The first part is just the technical challenge that I described earlier. Our system has only been fully in place since around the first of October. It’s just new, and there is still a considerable amount of the data that’s decentralized and housed in the local health department.
The second issue is just the type of data. We are producing a lot of data. But it’s more useful to the Department of Health in terms of managing the process. So it’s things like the number of contacts per case, per person. If somebody is infected, how many contacts do they have? How many of those really require follow up?
The overall goal of contact tracing is to contain the spread, it’s to prevent people from getting sick. And we are doing that. It’s shifted a little as we’ve gone through this, but we are preventing the spread of disease, and that’s saving lives. It’s saving hospitalizations, it’s probably saving a lot of long term health impacts for people. So that makes it worth it. And we are working on some data to try to show an estimate of what we think we have prevented.
The virus in Kentucky, and nationwide, is in a very different phase than when contact tracing started. What is the role of contact tracing in this new phase where containment is, if not impossible, much harder to do?
As I mentioned before, you can’t contact trace yourself out of this, you can’t test yourself out of this. You have to have these interventions all working together. You have to have testing, ubiquitous testing, you have social distancing, masking, and contact tracing. And all those things have to work together to contain the disease. If you have a failure in any one of those, it’s going to make it hard to keep the disease contained.
We’ve let our guard down as a community. We haven’t done as good a job of social distancing and masking and because of that, the disease has spread. And it’s spreading now at almost an exponential rate. So what that means for us now in terms of contact tracing, is that it’s gone from a containment tool or strategy to a mitigation tool or strategy.
We have not contained the disease. So, we can mitigate its impact.

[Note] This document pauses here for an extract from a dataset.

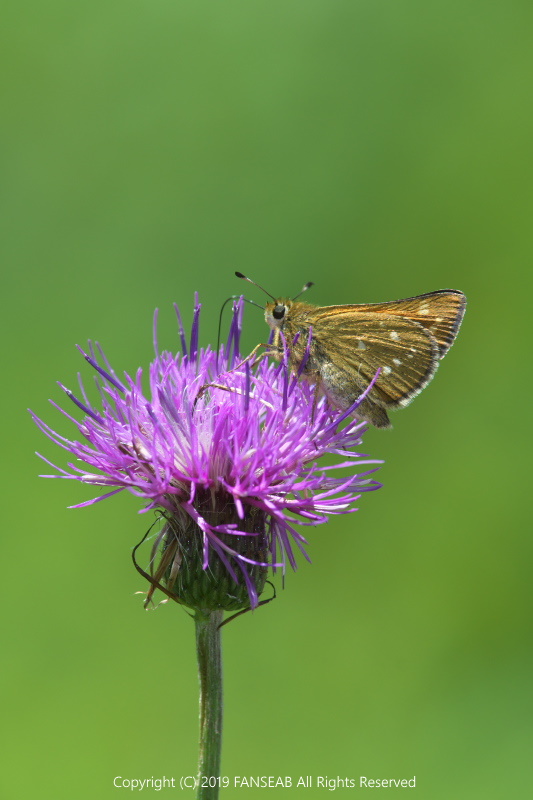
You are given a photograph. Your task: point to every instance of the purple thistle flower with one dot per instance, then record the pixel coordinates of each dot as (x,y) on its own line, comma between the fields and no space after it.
(231,467)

What are the challenges that you are looking for over the next few months before widespread vaccine vaccinations?
As we get folks inoculated or vaccinated over the coming months, we can see the light at the end of the tunnel. The problem is, you know, we’re probably talking mid-summer, at best case, and probably in late 2021 before we can all breathe a real sigh of relief. So we’ve got to try to stay healthy between now and then.
We really need to depoliticize this whole thing. That virus doesn’t choose who it strikes based on their voter registration. We need to wear masks, and we need to social distance. We need to just hang in there a little bit longer so we can get to the point where the vaccinations can really do their magic.
We’re in the fourth quarter. And we just got to play a little bit harder to try to get to the end of the ballgame and across the goal and and I think if we all pitch in and do that, we will be in a better place.